Second Amendment deters illegitimate power
By John Watson
James Peca’s version of the purpose of the Second Amendment is wrong (“Save lives, ban assault weapons,” Jan. 15).
Based on my research and many of the quotes from our founding fathers themselves, the purpose of the Second Amendment is not for defense against savages or invasion, nor an uprising of slaves. It is clear that the founding fathers believed the greatest threat to the United States was the potential for the federal government to become corrupt and tyrannize those who elected those officials.
The Second Amendment of the Constitution says, “A well regulated militia, being necessary to the security of a free state, the right of the people to keep and bear arms, shall not be infringed.”
Notice the three words, regulated, militia and free.

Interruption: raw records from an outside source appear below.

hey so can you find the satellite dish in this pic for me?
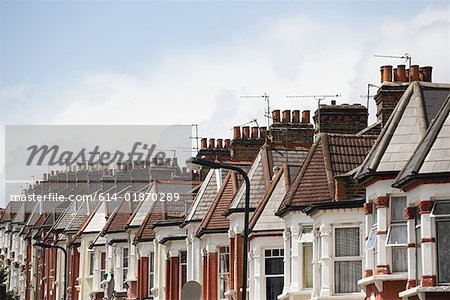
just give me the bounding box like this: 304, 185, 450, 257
180, 281, 202, 300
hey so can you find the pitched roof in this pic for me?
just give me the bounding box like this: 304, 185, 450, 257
356, 82, 450, 180
228, 147, 308, 211
196, 171, 242, 237
394, 93, 450, 187
249, 164, 298, 232
278, 133, 376, 215
134, 200, 163, 243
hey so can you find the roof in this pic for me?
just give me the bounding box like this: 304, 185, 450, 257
278, 133, 376, 215
134, 200, 163, 243
356, 82, 450, 181
394, 93, 450, 187
196, 171, 242, 237
228, 146, 308, 211
249, 164, 299, 232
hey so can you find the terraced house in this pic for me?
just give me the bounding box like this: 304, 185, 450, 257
1, 64, 449, 300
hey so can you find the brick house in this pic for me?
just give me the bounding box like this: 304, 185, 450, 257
356, 79, 450, 300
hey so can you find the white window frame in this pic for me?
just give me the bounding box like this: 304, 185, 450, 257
122, 247, 129, 285
299, 226, 313, 290
263, 248, 284, 300
88, 251, 95, 276
433, 200, 450, 284
386, 197, 408, 273
218, 246, 230, 300
332, 225, 363, 295
149, 251, 155, 295
179, 250, 188, 293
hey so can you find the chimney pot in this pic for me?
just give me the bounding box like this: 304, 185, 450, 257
380, 65, 393, 83
396, 65, 407, 82
200, 138, 207, 149
282, 110, 291, 123
301, 110, 311, 124
242, 126, 250, 138
272, 110, 281, 123
251, 127, 259, 138
419, 66, 432, 82
172, 157, 178, 166
224, 139, 231, 148
259, 127, 267, 139
217, 139, 223, 148
208, 138, 215, 148
233, 126, 241, 139
410, 65, 420, 81
292, 110, 300, 123
393, 68, 398, 81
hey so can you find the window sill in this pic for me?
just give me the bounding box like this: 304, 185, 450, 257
399, 285, 450, 298
358, 273, 408, 292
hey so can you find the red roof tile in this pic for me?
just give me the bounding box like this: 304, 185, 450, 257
278, 133, 376, 214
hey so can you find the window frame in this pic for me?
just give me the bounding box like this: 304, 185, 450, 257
179, 250, 188, 293
218, 246, 230, 300
433, 201, 450, 284
264, 248, 285, 300
149, 251, 155, 295
332, 225, 362, 295
386, 197, 408, 273
122, 247, 129, 285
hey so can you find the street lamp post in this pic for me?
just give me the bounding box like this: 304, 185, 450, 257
188, 157, 251, 300
34, 242, 68, 300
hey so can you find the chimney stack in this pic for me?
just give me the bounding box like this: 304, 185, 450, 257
419, 66, 432, 82
380, 65, 393, 83
292, 110, 300, 123
251, 127, 259, 138
233, 126, 241, 139
201, 138, 207, 149
410, 65, 420, 81
242, 126, 250, 138
272, 110, 281, 123
217, 138, 223, 149
282, 110, 291, 123
208, 138, 215, 148
301, 110, 310, 124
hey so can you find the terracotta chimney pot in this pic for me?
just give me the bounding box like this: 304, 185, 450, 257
200, 138, 207, 149
410, 65, 420, 81
282, 110, 291, 123
251, 127, 259, 138
272, 110, 281, 123
208, 138, 215, 148
292, 110, 300, 123
301, 110, 310, 124
380, 65, 393, 83
396, 65, 407, 82
242, 126, 250, 138
224, 139, 231, 148
217, 138, 223, 149
233, 126, 241, 139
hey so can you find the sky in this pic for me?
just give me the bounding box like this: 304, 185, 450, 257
0, 0, 449, 206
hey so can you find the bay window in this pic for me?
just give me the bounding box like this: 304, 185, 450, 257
149, 251, 155, 293
89, 252, 95, 275
180, 251, 187, 290
218, 246, 230, 299
432, 201, 450, 284
100, 252, 107, 281
387, 197, 407, 273
264, 249, 284, 300
415, 208, 422, 283
334, 227, 362, 294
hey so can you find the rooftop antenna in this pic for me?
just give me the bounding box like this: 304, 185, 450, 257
240, 93, 270, 127
360, 84, 380, 111
189, 124, 200, 153
374, 53, 412, 82
286, 94, 341, 134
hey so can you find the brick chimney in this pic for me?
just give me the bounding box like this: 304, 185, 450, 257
196, 136, 231, 162
375, 64, 433, 127
269, 109, 314, 149
229, 126, 265, 162
313, 101, 368, 136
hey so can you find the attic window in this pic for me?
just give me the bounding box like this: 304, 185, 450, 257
431, 201, 450, 218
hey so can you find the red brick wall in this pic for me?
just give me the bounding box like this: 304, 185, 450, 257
166, 256, 179, 300
206, 252, 218, 300
202, 254, 208, 299
365, 280, 406, 300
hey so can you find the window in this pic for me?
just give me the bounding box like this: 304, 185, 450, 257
265, 249, 284, 300
433, 201, 450, 283
366, 227, 377, 250
180, 251, 187, 290
387, 197, 407, 272
299, 227, 313, 289
100, 252, 107, 281
89, 252, 95, 275
334, 227, 362, 294
415, 210, 422, 283
122, 248, 129, 284
149, 252, 155, 293
218, 247, 230, 299
303, 244, 313, 288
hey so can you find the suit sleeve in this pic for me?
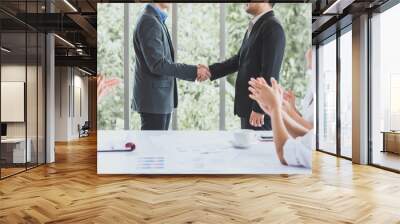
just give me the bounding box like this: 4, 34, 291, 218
138, 17, 197, 81
252, 24, 286, 114
209, 54, 240, 81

Webster’s defines regulate as “to control, direct or govern according to a rule, principle or system.” Militia is defined as “in the U.S., all able-bodied male citizens between 18 and 45 years old who are not already members of the regular armed forces, National Guard or armed forces reserve.” Free is defined as “not under the control of some other person or arbitrary power; able to act or think without compulsion or arbitrary restriction; having liberty; independent.”
When I reread the Second Amendment, thinking about those three words, it becomes clear: If the citizens of this nation wish to deter the federal government’s ability to illegitimately grab power, the citizenry must have the means to oppose the government and not cower before some despotic leader or political party.
The founding fathers established the principle that in order to ensure the perpetuity of this nation, individuals must possess sufficient firepower to oppose any army which would be a tool of a tyrannical government.
I find Peca’s line, “In fact, the Second Amendment was added along with the related Militia Acts of 1792 …” to be quite misleading and dismissive of the Bill of Rights as a whole.
To correct the dates, the Bill of Rights was proposed in 1789 and ratified in 1791, a full year before the Militia Acts of 1792 were approved.
I find Peca’s dismissive attitude toward the Bill of Rights disturbing, and I am sure that George Mason would as well. Mason felt so strongly that when a list of limitations to governmental power was not part of the original Constitution, he refused to sign it.